Even the ancient Greeks struggled with defining genre, and they essentially invented it!

 

The Speculative Fiction Spectrum

Serenity by Poe Tatum | Flickr

I’ve been mulling over how my novels fit into the spectrum and stumbled across this excellent article from the Irish Times, which claims that more and more genre writers have “an urge to write new stories unconfined by the past” or by genre.

The article goes on to explore several examples of this new “fuzzy edge,” saying:

It’s not easy to point at any one of the books mentioned above and say definitively that “this is science fiction” or “this is fantasy”. The works are so much more than either of those terms imply, and resist being neatly labelled; and yet, all sit comfortably beneath the umbrella of genre.

 

Genre Bending

I’ve been toying with the idea of bending genre to my will, making my third novel more fantasy-like than either The Ageless or The Century. Of course, both of those novels contain fantasy elements, but they read more like science fiction. Which some would say puts them in the so-called “science fantasy” subgenre.

The idea I’m playing around with for my third novel is a planet where a baby inherits a different type of magic depending on what season he or she is born in… What part of the orbit the planet is in around its sun.

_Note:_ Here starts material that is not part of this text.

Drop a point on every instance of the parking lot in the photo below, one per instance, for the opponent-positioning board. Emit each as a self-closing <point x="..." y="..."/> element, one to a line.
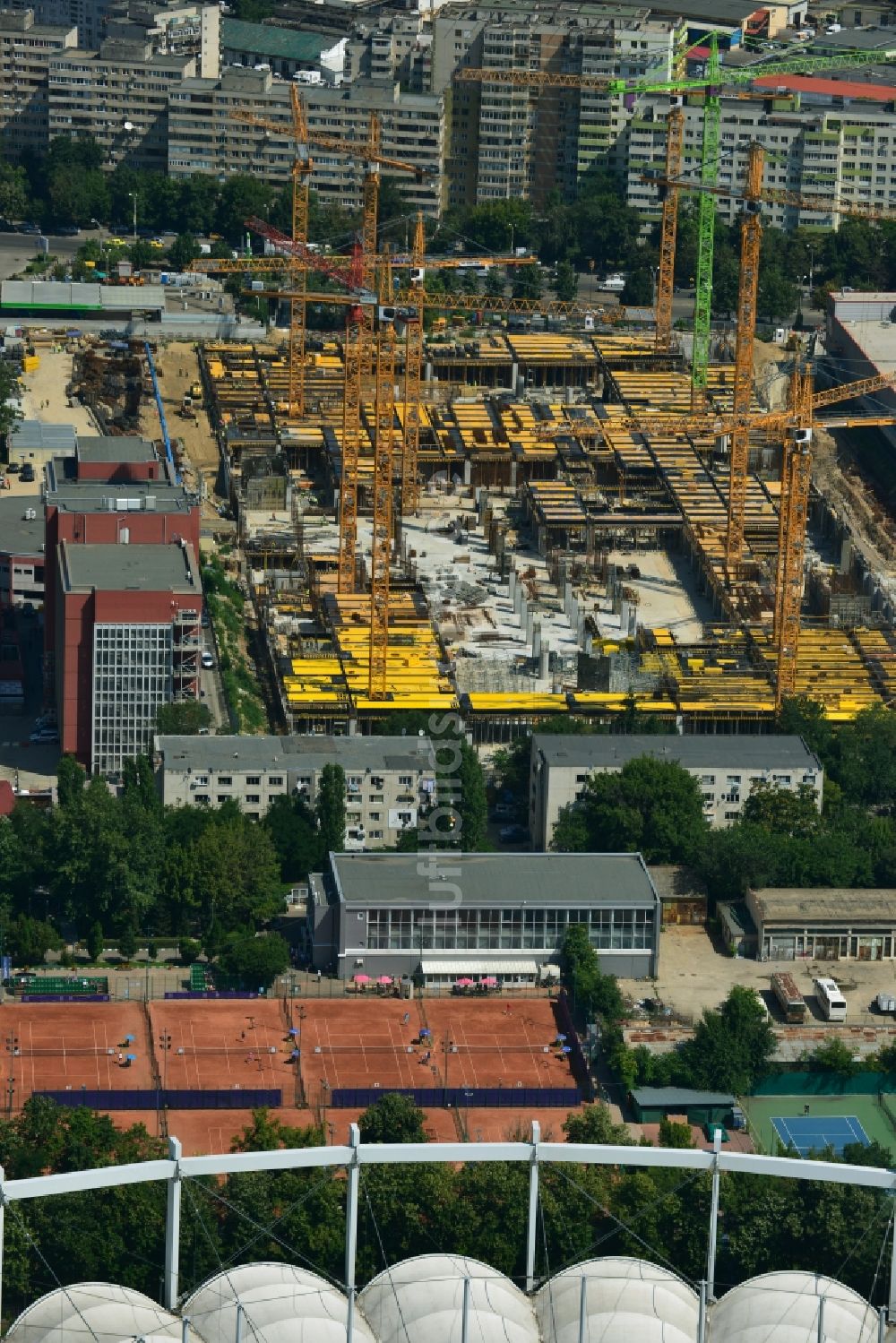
<point x="694" y="976"/>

Three hundred years ago, a war broke out between various magical factions, creating a magical explosion that was so powerful it could be seen from space. Not only nearby space — its radiation projected through the outer reaches of the galaxy… And attracted a space-faring race that feeds on magic. It took them three hundred years, but now they’ve arrived…

And they’re hungry.

That’s the idea so far anyway. We’ll see where it goes.

 

Genres Help Readers Find Books

Chuck Wendig once counseled that if writers want to avoid being pigeon-holed, we should diversify early. Of course, he’s also a fan of attaching some C4 to genre and blowing it sky-high. In today’s world of endless e-bookshelves, a clearly defined genre is less of a marketing need and more of a convenience.

But as a reader, I find genre to be useful, and yes, comforting. I don’t like reading a fantasy and then suddenly being surprised with gratuitous amounts of “gritty realism” in my face. I don’t also don’t like reading a science fiction that suddenly turns erotic. Or worse, into a horror novel.

I like reading what I like reading, and genre helps me find it. But some kind of granular genres would indeed be helpful. Is it futuristic cyberpunk? Is it near-future? Post-apocalyptic? Alt history? All of these count as science fiction, but attract different readers.

In the end, it comes down to the fact that I want to write in the genres I like to read. And I suppose I’m a rather “conservative” reader — that is, I generally only read science fiction and fantasy. No horror. No paranormal. No thriller. No mystery. Unless of course they’re blended with SFF.